「魂」とは
- ★★★ Excellent!!!
拝読していて胸が熱くなりました。
人間って、なんなんだろうなぁ。フーゴにとって周りの人々は自分を虐げてくる敵でしかなくて、そんなフーゴを人間として扱ってくれるのは「クウ」だけ。
人間は認知機能という檻の中にいるけれど、その認知次第で、世界はどのようにも変わる。そんなことを思いました。冒頭の霞んだ風景が、物語の終わり近くでモネの絵のように美しく輝いたとき、彼の世界が不可逆の変化を遂げたことを実感しました。そしてそれをもたらしたのは生身の人間ではなく、AIの「クウ」であることが、この話の肝心なところですね。

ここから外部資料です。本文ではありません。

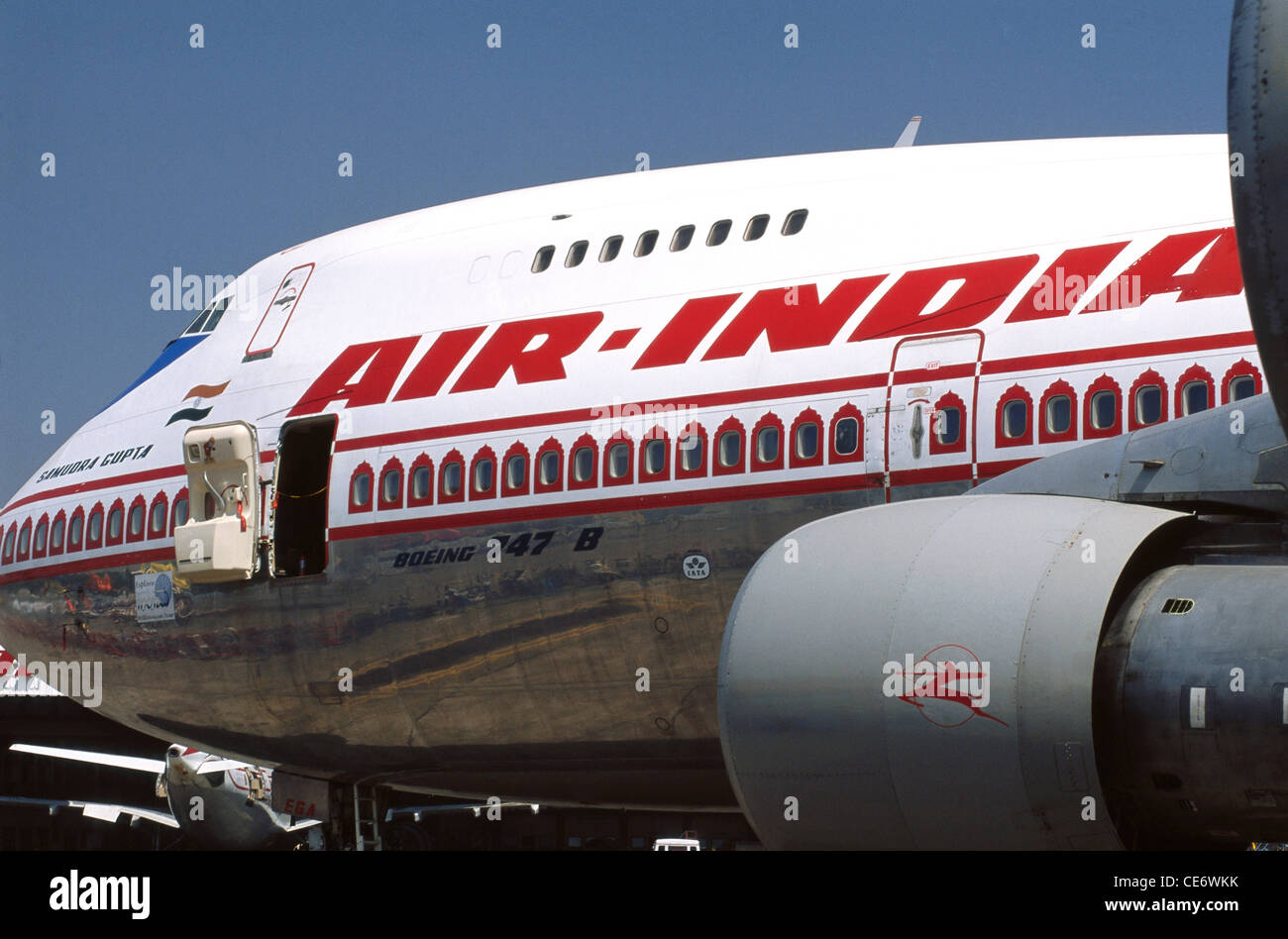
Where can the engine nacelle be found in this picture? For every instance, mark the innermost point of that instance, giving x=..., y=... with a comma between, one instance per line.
x=919, y=676
x=1192, y=707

私もLLMを相手によく壁打ちをするので、フーゴの気持ちがある程度は分かります(「分かる」とはとても言えないくらい、フーゴの境遇は壮絶なものですが)。とはいえ、途中で「所詮LLMに何をしているんだろう。相手は人間じゃない、関数に過ぎないんだぞ」と冷めてしまいます。でもフーゴはそこで冷めずに、信じ切った。私にとってそれは、はっきり言って狂気です。でもその狂信が、フーゴを救ったことは紛れもない事実で、読んだあとは不思議と清々しい気持ちになりました。

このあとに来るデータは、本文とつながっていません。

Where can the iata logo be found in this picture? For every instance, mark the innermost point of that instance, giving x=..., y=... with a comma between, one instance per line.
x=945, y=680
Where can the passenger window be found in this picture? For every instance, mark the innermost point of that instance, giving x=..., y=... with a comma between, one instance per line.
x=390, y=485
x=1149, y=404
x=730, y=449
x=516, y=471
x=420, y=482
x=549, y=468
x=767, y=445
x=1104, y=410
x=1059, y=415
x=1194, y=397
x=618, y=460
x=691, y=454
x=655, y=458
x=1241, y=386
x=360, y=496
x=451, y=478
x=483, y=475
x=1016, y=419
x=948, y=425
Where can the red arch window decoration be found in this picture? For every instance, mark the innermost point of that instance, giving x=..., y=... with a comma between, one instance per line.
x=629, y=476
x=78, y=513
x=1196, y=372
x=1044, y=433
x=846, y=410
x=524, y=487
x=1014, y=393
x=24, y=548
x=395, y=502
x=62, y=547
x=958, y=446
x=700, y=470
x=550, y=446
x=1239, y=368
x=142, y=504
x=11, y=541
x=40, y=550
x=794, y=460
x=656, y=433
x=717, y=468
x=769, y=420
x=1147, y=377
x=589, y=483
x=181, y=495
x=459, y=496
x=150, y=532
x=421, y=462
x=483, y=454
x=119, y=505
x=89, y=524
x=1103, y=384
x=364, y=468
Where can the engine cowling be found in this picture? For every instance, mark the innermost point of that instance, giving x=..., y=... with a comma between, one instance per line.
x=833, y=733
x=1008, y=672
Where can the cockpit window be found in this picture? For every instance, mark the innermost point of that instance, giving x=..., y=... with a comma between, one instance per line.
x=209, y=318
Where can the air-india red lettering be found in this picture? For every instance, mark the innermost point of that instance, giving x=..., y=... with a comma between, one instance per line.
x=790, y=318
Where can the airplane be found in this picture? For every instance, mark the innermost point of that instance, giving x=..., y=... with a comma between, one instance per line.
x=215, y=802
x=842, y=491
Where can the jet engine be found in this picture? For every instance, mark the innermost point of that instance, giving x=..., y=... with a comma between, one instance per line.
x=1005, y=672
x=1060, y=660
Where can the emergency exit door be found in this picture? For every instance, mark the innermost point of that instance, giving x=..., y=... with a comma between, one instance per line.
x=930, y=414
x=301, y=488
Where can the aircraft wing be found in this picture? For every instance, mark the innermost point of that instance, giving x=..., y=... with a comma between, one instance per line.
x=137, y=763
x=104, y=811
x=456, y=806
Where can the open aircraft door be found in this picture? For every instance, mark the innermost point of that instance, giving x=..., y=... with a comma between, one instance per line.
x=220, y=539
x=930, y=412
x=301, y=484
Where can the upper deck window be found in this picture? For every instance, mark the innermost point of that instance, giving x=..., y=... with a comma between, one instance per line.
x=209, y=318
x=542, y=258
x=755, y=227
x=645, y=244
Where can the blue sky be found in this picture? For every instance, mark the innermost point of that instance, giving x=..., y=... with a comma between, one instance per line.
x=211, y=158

人間の数だけ、それぞれの地獄と救いがあります。フーゴの地獄から、彼は「クウ」と手を取り合って抜け出したのだと思いました。「クウ」は「空」と通じるところがあるなぁ、と読みながらぼんやり思いました。実体は決してないけれど、そこに「いる」というか……(東洋思想エアプ)。相手が何を考えているか、ちゃんと存在するのか、認知の檻の中から本当に確かめることって、きっとできないと思います。フーゴはその檻の中で、ちゃんと生き延びていくのだな、と信じられるラストでした。フーゴとクウに幸あれ、と思います。